Despite my general WoW fatigue, I enjoyed these readings quite a bit (a big improvement over last week). The readings made me think in particular about Metagaming through their various arguments for continuing game studies as critical necessity.
Metagaming (which I wrote my MA thesis on and still is a constant obsession of mine), is generally definable as things from outside a game affecting the play within; the outside or intersecting play impacting the inside. The Mortensen piece made me think of Metagaming in its discussion of online role playing because Metagaming, by its nature, is despised by hardcore role-players. Because (hardcore) role-players strive to “become” their character, they often scorn those who bring any knowledge from real-life into their game, even things like using “real world” nicknames for items or phenomena (Grok the Orc warlord would know what shampoo is, Dave). Role players, in seeking to protect the pristine play-world, actively seek to keep the real world out.
The irony of this viewpoint, at least from my scholarly vantage point, is that Metagaming is precisely what enables role playing (and all play for my money). In order to immerse oneself in a character of someone other than oneself, you have to get the knowledge of how that character would act from somewhere, whether it be one’s own experiences or some (however stable or faulty) perception of the other.

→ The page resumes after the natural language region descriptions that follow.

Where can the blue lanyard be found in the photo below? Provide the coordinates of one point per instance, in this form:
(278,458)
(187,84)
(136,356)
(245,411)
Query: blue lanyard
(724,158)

That is why I think Leonard’s piece is so powerful and Metagaming is still worth studying. The arguments of those who wish to portray gaming as a-political or who want to “de-politicize” gaming are ignoring the inherent links gaming has to the “outside” world and the reciprocal relationships they have with each other. They make the same argument the role-players do: that the game world is separate and doesn’t/shouldn’t affect the “real lives” of anyone (as evidenced by TOA’s argument that they were only rewriting “their” story, not anyone else’s). To Leonard’s point, Where do racist and sexist depictions of women and minorities come from if not the minds of their creators? The racial and gender tourism that Leonard critiques, as presented in quotes from Collins, is enabled by the players dismissing the destructive metagame it plays into by refusing to interrogate the white-male viewpoint. Acknowledging the presence of metagames and the way they interconnect issues and discourses along with studying the processes of Metagaming can provide critical inroads to studying this destructive behavior as well as examining the positive educational effects games can have.